Encantado is serving as an adjective here. It is a shortening of Estoy encontad@ de conocerte.

If you are male (the speaker; not whom is being spoken to)=encontado

if you're female=encontada (you are describing yourself, not the other person).

As Gekkosan points out the te, le, lo, la, las, les, los, os pronouns on the end of conocer are just different ways of saying "you" depending on gender, number, tone and region.

  • thanks! - melton1995 Dec 10, 2010
  • Great Explanation :) - FELIZ77 Dec 10, 2010
  • If you persist in using forms/constructions/neologisms like "encontad@", Heidita will never let you out of the corner. - samdie Dec 10, 2010


But isn't it just the same in English?
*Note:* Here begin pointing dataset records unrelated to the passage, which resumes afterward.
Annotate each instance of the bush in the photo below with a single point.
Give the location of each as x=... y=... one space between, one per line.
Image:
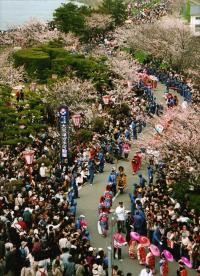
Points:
x=34 y=59
x=141 y=56
x=70 y=17
x=46 y=60
x=98 y=125
x=116 y=8
x=85 y=135
x=195 y=202
x=119 y=111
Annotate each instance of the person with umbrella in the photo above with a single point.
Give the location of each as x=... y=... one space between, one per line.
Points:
x=163 y=266
x=150 y=261
x=181 y=271
x=146 y=271
x=118 y=242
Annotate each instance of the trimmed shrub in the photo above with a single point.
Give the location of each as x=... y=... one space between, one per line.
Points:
x=98 y=125
x=35 y=60
x=85 y=135
x=141 y=56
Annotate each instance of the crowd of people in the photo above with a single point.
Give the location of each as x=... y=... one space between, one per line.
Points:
x=147 y=11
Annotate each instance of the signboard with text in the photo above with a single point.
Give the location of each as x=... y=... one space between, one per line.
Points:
x=64 y=121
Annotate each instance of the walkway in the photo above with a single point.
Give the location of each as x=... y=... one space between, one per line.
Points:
x=89 y=199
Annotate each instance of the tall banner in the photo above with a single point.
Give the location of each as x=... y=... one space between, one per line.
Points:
x=64 y=130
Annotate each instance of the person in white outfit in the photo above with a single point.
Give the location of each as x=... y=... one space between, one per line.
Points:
x=121 y=216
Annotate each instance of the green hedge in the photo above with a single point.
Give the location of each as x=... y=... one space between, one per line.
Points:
x=141 y=56
x=46 y=60
x=34 y=60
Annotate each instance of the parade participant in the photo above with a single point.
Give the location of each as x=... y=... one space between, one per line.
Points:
x=150 y=174
x=129 y=225
x=136 y=162
x=141 y=181
x=108 y=193
x=163 y=266
x=101 y=204
x=141 y=254
x=118 y=242
x=101 y=161
x=150 y=261
x=121 y=216
x=91 y=170
x=181 y=271
x=121 y=179
x=103 y=220
x=146 y=271
x=132 y=249
x=126 y=149
x=112 y=179
x=135 y=165
x=134 y=129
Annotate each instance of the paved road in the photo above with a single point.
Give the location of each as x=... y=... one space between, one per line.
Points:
x=88 y=203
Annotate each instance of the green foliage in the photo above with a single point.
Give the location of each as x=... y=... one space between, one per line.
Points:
x=117 y=8
x=61 y=62
x=56 y=43
x=141 y=56
x=35 y=61
x=186 y=10
x=19 y=120
x=98 y=125
x=119 y=12
x=107 y=6
x=85 y=135
x=195 y=202
x=120 y=111
x=70 y=17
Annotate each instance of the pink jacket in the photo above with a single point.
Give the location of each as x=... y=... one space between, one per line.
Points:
x=118 y=240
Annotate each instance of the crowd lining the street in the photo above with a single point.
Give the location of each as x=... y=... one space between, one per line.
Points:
x=39 y=230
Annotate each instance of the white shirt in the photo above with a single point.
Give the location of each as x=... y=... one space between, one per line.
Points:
x=145 y=273
x=120 y=212
x=63 y=243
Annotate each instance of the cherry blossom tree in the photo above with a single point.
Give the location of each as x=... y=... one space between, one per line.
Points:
x=178 y=145
x=170 y=40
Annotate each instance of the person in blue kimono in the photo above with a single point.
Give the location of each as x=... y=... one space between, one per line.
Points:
x=112 y=179
x=102 y=161
x=156 y=239
x=91 y=170
x=142 y=180
x=150 y=174
x=134 y=129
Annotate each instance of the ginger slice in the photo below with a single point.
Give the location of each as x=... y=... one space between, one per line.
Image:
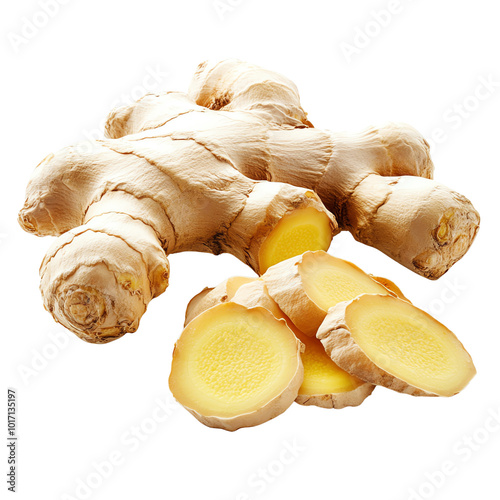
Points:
x=301 y=230
x=325 y=384
x=235 y=366
x=390 y=285
x=305 y=287
x=388 y=341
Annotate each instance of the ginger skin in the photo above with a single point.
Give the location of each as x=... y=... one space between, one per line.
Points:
x=181 y=172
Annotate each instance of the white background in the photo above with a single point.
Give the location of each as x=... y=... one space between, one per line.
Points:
x=82 y=405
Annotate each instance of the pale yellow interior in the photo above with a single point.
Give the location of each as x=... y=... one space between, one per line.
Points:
x=328 y=280
x=321 y=375
x=302 y=230
x=231 y=360
x=409 y=344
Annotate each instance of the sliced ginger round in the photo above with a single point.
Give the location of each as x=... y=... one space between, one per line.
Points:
x=305 y=229
x=235 y=366
x=305 y=287
x=388 y=341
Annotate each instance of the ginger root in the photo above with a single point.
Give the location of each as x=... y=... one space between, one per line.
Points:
x=235 y=366
x=182 y=172
x=306 y=286
x=325 y=384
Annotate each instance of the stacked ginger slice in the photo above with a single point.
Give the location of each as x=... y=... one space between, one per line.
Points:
x=313 y=329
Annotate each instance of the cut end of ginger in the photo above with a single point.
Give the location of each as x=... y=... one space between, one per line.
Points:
x=302 y=230
x=325 y=384
x=328 y=280
x=390 y=342
x=235 y=366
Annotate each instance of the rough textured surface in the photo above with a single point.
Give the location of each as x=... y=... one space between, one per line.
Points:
x=337 y=400
x=189 y=172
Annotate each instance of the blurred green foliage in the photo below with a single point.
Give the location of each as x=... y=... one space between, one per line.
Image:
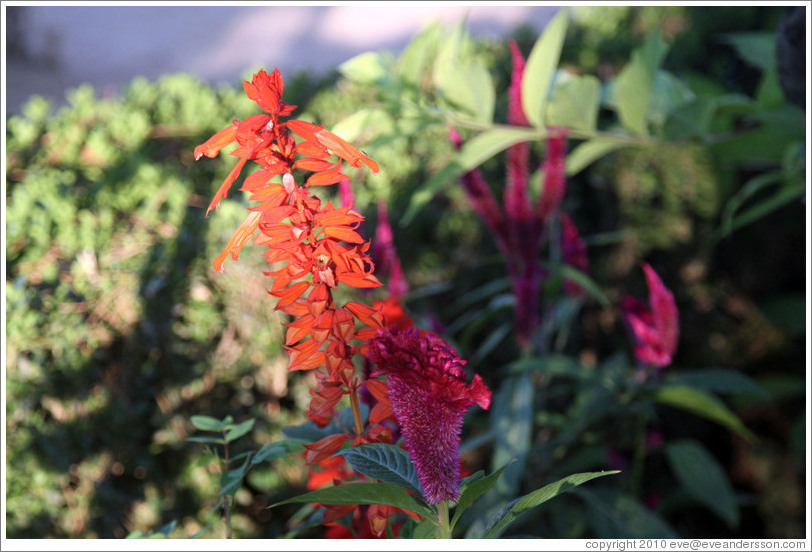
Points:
x=119 y=332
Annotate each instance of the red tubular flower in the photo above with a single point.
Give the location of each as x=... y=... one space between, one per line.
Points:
x=429 y=396
x=654 y=327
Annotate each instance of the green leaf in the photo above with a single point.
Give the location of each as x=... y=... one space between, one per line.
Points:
x=474 y=490
x=702 y=404
x=668 y=94
x=415 y=58
x=575 y=103
x=274 y=450
x=239 y=430
x=212 y=440
x=512 y=423
x=587 y=283
x=472 y=154
x=468 y=89
x=529 y=501
x=207 y=423
x=540 y=68
x=703 y=478
x=387 y=463
x=366 y=68
x=717 y=380
x=590 y=151
x=632 y=89
x=385 y=494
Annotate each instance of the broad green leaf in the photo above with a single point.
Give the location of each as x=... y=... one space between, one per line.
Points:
x=632 y=89
x=575 y=103
x=239 y=430
x=366 y=68
x=588 y=152
x=717 y=380
x=386 y=494
x=231 y=480
x=536 y=498
x=211 y=440
x=474 y=490
x=702 y=404
x=416 y=57
x=472 y=154
x=668 y=94
x=207 y=423
x=468 y=89
x=703 y=478
x=540 y=68
x=387 y=463
x=512 y=423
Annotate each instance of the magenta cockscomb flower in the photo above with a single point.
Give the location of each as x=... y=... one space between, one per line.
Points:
x=430 y=397
x=654 y=327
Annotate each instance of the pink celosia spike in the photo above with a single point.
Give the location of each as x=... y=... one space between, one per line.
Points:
x=654 y=327
x=554 y=177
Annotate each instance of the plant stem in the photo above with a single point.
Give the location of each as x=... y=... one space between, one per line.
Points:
x=443 y=526
x=356 y=412
x=226 y=506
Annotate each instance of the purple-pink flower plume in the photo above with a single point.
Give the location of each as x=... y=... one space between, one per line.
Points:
x=430 y=397
x=654 y=327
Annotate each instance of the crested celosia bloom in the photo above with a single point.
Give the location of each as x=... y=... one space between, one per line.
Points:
x=429 y=396
x=654 y=327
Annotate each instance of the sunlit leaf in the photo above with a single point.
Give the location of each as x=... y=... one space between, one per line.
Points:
x=540 y=68
x=387 y=463
x=529 y=501
x=386 y=494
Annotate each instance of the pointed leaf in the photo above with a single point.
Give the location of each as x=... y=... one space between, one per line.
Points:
x=386 y=494
x=703 y=478
x=474 y=490
x=718 y=380
x=512 y=424
x=702 y=404
x=207 y=423
x=473 y=153
x=239 y=430
x=537 y=497
x=387 y=463
x=540 y=67
x=590 y=151
x=575 y=103
x=631 y=92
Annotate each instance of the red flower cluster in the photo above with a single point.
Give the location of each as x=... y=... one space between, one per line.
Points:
x=520 y=228
x=313 y=248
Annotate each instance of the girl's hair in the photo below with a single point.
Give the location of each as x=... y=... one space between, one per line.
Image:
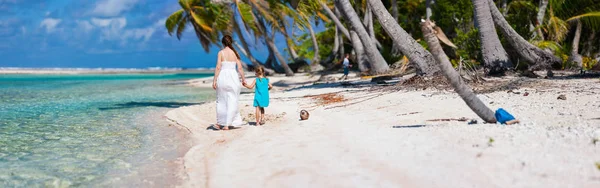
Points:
x=260 y=71
x=228 y=42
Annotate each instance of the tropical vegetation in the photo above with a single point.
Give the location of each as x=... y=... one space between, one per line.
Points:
x=495 y=36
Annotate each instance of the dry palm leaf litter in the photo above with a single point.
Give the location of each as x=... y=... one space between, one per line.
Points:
x=328 y=98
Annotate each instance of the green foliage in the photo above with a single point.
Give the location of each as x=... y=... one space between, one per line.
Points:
x=521 y=15
x=451 y=15
x=468 y=44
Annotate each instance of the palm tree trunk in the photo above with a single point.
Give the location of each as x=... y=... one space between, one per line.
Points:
x=495 y=58
x=316 y=57
x=341 y=51
x=271 y=45
x=334 y=50
x=395 y=10
x=335 y=19
x=575 y=56
x=368 y=21
x=504 y=8
x=246 y=49
x=537 y=57
x=359 y=50
x=290 y=43
x=424 y=61
x=428 y=11
x=463 y=90
x=540 y=18
x=378 y=64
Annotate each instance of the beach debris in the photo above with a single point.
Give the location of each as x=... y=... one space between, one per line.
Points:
x=408 y=113
x=328 y=98
x=450 y=119
x=490 y=142
x=473 y=121
x=503 y=117
x=304 y=115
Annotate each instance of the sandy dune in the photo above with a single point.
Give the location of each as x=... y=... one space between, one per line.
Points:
x=381 y=138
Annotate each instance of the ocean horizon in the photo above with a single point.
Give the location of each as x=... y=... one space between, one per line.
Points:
x=92 y=129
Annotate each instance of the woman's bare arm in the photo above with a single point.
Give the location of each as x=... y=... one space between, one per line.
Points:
x=217 y=68
x=251 y=86
x=241 y=70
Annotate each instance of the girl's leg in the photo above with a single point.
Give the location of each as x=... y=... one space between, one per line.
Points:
x=262 y=115
x=257 y=115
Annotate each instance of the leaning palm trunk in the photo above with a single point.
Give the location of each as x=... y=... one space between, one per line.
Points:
x=463 y=90
x=424 y=61
x=394 y=10
x=495 y=58
x=428 y=11
x=280 y=58
x=359 y=50
x=273 y=48
x=316 y=57
x=540 y=18
x=335 y=18
x=378 y=64
x=575 y=56
x=538 y=57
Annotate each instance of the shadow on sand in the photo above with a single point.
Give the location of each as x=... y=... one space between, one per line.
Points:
x=409 y=126
x=211 y=127
x=149 y=104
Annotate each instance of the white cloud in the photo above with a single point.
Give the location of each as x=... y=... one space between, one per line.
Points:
x=84 y=25
x=111 y=22
x=50 y=24
x=111 y=8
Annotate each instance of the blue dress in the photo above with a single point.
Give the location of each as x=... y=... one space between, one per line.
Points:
x=261 y=92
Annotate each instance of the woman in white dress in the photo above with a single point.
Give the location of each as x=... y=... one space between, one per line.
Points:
x=228 y=85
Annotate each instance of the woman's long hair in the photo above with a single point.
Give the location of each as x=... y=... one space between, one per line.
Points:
x=228 y=42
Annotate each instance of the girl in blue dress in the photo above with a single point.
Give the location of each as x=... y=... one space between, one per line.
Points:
x=261 y=94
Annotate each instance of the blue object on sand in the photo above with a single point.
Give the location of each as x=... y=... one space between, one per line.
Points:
x=502 y=116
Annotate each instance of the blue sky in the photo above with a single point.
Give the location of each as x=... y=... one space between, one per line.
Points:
x=98 y=33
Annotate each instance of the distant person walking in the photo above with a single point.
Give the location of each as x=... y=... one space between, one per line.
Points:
x=346 y=65
x=227 y=83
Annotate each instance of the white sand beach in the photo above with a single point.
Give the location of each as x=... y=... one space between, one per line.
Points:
x=365 y=136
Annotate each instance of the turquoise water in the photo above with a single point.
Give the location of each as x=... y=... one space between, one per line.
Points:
x=90 y=130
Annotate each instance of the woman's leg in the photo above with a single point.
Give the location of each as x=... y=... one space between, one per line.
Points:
x=262 y=115
x=257 y=115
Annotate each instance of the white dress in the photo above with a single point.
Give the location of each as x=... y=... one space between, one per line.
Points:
x=228 y=92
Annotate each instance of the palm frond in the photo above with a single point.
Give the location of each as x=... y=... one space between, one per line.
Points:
x=201 y=22
x=181 y=28
x=184 y=4
x=590 y=19
x=556 y=28
x=173 y=20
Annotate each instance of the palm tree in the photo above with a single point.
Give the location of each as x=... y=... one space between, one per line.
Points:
x=378 y=64
x=463 y=90
x=540 y=18
x=529 y=52
x=423 y=60
x=581 y=13
x=495 y=57
x=207 y=19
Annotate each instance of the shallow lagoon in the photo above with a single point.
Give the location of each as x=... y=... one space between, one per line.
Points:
x=85 y=130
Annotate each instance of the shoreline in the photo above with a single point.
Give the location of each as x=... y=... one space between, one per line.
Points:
x=385 y=137
x=52 y=71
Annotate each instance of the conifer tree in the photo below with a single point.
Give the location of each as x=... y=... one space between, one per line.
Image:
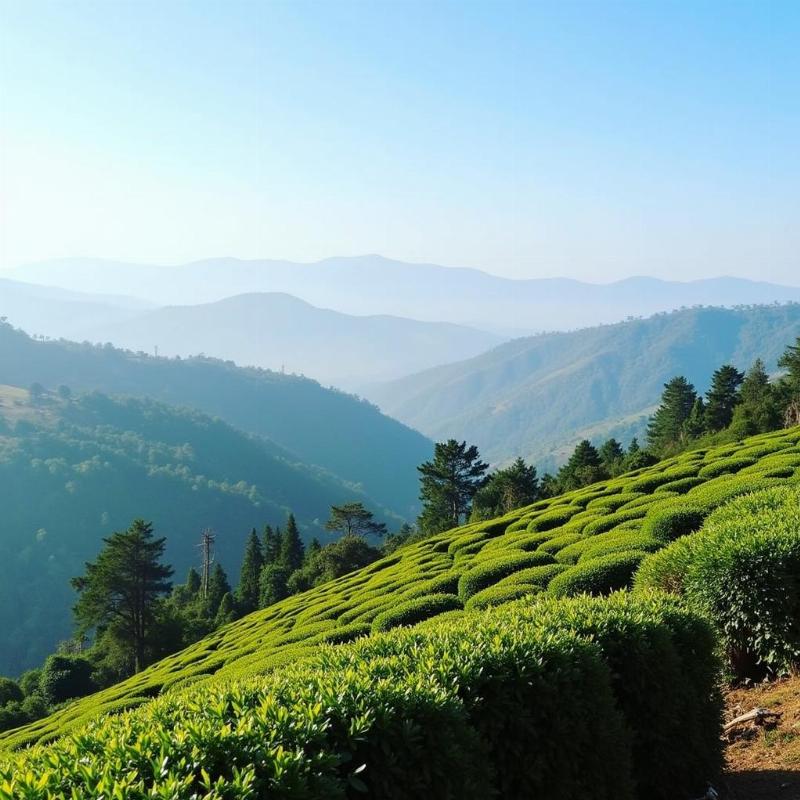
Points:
x=247 y=591
x=353 y=519
x=722 y=397
x=292 y=549
x=667 y=427
x=695 y=425
x=118 y=593
x=584 y=467
x=448 y=483
x=272 y=545
x=218 y=587
x=758 y=410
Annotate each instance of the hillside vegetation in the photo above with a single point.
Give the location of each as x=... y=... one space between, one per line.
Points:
x=535 y=397
x=74 y=468
x=326 y=428
x=587 y=541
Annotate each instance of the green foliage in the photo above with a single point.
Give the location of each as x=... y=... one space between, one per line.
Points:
x=743 y=570
x=416 y=610
x=597 y=576
x=65 y=677
x=489 y=572
x=448 y=483
x=615 y=697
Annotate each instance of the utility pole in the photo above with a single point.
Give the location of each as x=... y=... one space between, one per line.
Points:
x=207 y=551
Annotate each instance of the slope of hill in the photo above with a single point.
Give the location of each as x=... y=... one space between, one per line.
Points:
x=534 y=397
x=376 y=285
x=277 y=330
x=47 y=311
x=72 y=471
x=323 y=427
x=589 y=540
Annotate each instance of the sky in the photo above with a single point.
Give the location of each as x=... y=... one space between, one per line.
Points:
x=594 y=140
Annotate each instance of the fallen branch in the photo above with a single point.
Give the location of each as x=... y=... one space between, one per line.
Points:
x=758 y=715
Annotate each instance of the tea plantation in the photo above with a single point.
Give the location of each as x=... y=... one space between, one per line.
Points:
x=475 y=702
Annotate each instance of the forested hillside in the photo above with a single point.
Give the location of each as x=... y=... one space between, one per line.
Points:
x=323 y=427
x=619 y=695
x=74 y=469
x=534 y=397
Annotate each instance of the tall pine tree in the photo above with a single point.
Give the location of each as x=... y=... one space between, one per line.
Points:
x=118 y=593
x=448 y=483
x=292 y=549
x=722 y=397
x=247 y=591
x=667 y=427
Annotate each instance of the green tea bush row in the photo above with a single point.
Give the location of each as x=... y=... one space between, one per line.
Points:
x=743 y=571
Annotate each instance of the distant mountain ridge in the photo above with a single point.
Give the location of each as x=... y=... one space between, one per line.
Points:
x=376 y=285
x=342 y=434
x=534 y=396
x=277 y=331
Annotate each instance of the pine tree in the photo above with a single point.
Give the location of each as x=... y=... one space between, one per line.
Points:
x=352 y=519
x=695 y=425
x=120 y=589
x=722 y=397
x=584 y=467
x=611 y=454
x=506 y=489
x=247 y=591
x=272 y=545
x=218 y=587
x=666 y=427
x=226 y=612
x=448 y=483
x=790 y=361
x=758 y=410
x=272 y=584
x=292 y=549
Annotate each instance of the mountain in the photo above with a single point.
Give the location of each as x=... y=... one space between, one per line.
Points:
x=216 y=697
x=534 y=396
x=49 y=311
x=340 y=433
x=278 y=330
x=376 y=285
x=75 y=469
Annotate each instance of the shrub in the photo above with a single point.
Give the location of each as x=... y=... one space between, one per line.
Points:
x=9 y=691
x=552 y=519
x=499 y=593
x=620 y=542
x=413 y=611
x=65 y=677
x=743 y=570
x=666 y=524
x=598 y=576
x=489 y=572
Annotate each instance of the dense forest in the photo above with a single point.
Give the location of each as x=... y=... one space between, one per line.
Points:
x=75 y=467
x=324 y=427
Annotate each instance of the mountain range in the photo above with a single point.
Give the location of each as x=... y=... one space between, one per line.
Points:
x=368 y=285
x=536 y=396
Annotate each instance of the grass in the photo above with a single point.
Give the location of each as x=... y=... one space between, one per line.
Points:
x=460 y=566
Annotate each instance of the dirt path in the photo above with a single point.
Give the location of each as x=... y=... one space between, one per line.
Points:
x=764 y=762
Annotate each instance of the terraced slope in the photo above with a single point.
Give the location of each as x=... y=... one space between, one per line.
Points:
x=590 y=540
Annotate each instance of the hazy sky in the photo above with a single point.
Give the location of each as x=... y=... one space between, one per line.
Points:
x=592 y=139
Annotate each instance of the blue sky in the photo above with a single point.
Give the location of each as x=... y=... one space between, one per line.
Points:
x=590 y=139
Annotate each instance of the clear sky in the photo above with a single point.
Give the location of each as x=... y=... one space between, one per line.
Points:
x=593 y=139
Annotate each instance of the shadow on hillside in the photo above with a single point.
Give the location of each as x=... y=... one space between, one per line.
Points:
x=767 y=784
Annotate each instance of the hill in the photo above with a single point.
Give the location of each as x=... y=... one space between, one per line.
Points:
x=588 y=540
x=327 y=428
x=74 y=470
x=375 y=285
x=278 y=330
x=534 y=397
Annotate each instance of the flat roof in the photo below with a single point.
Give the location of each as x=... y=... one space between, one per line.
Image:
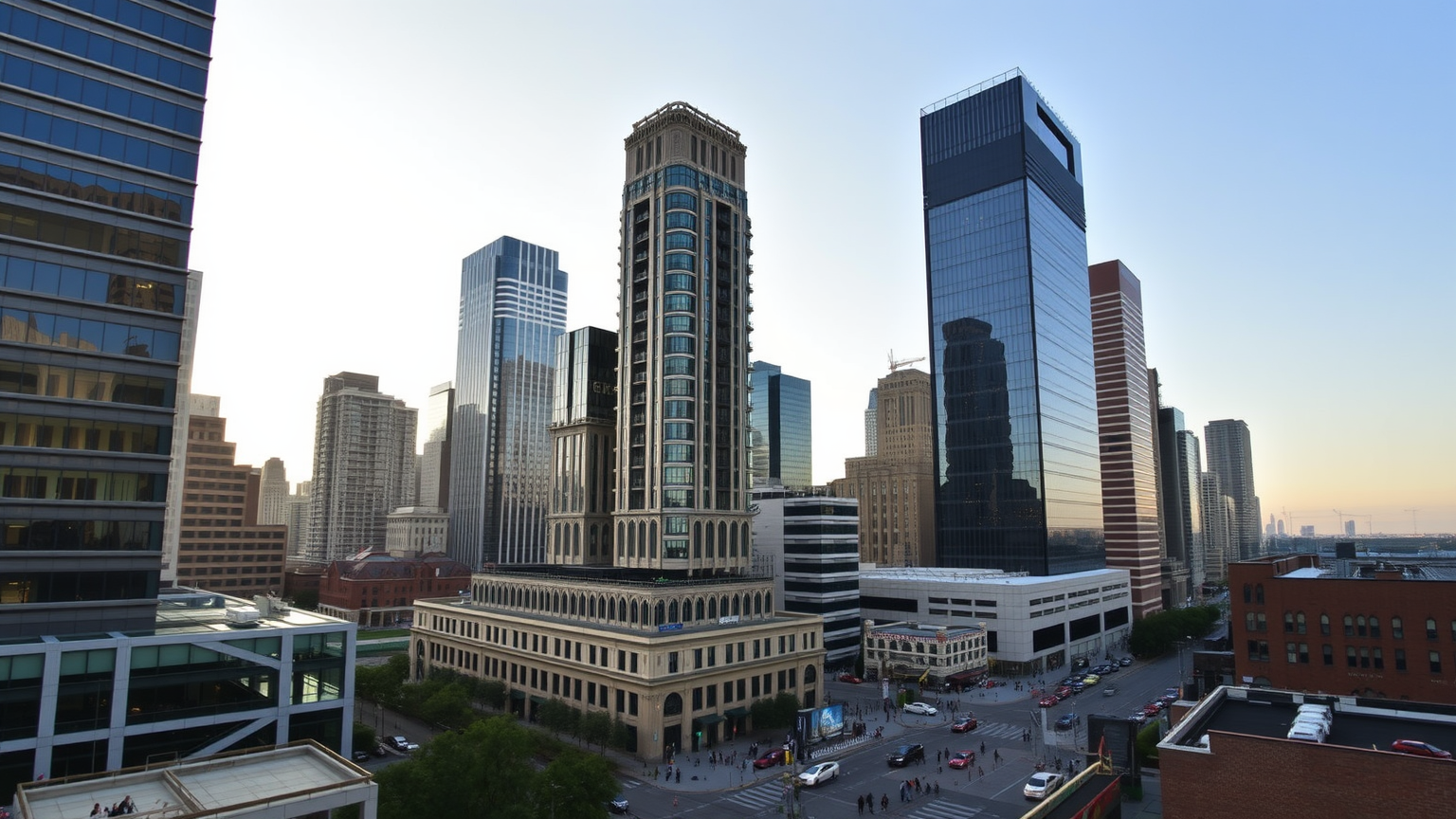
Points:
x=228 y=784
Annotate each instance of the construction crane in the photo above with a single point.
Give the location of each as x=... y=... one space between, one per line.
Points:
x=897 y=363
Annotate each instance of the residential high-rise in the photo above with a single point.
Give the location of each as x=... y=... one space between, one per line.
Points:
x=513 y=308
x=683 y=365
x=896 y=488
x=583 y=437
x=781 y=426
x=100 y=133
x=1010 y=334
x=363 y=466
x=273 y=507
x=220 y=548
x=1124 y=430
x=434 y=461
x=1230 y=458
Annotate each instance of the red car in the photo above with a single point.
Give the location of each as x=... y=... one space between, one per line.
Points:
x=1418 y=748
x=772 y=758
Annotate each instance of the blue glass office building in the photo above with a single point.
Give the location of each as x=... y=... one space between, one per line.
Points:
x=100 y=119
x=781 y=428
x=513 y=308
x=1018 y=477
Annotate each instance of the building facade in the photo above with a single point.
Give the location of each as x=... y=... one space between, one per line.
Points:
x=1018 y=479
x=683 y=482
x=220 y=548
x=1230 y=458
x=781 y=425
x=1124 y=404
x=100 y=135
x=896 y=484
x=513 y=308
x=363 y=466
x=1369 y=628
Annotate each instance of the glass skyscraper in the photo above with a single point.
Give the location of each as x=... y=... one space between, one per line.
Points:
x=1018 y=482
x=683 y=477
x=513 y=308
x=100 y=119
x=781 y=439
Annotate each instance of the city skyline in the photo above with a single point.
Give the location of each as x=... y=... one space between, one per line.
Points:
x=1201 y=178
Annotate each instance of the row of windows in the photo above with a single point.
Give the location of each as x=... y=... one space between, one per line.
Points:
x=95 y=189
x=92 y=140
x=100 y=95
x=49 y=330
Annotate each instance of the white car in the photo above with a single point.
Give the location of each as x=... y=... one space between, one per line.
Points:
x=1043 y=784
x=819 y=774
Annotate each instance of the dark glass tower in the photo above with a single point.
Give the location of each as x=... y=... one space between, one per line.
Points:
x=100 y=119
x=1010 y=334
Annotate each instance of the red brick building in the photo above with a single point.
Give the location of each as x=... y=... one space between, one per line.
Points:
x=1374 y=628
x=377 y=589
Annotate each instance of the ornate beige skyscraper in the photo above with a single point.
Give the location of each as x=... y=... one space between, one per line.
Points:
x=682 y=499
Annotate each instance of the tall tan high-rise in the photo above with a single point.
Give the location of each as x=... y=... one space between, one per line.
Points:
x=896 y=485
x=1124 y=431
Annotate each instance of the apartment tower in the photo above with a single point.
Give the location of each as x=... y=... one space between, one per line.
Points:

Polite greetings are just for courtesy, and can take several different forms:

Pleased to meet you

My Pleasure

Pleased to make you acquaintance

Nice to meet you

Delighted! (to meet you / to make your acquaintance)

Charmed (to meeto you)

Encantado/a literally means charmed, so it translates directly as "Charmed to meet you"

If you have been studying for a while you already know the difference between the formal and the informal forms in Spanish (Usted vs. tú), therefore the difference between "conocerte" and "conocerle" should not represent a big mystery.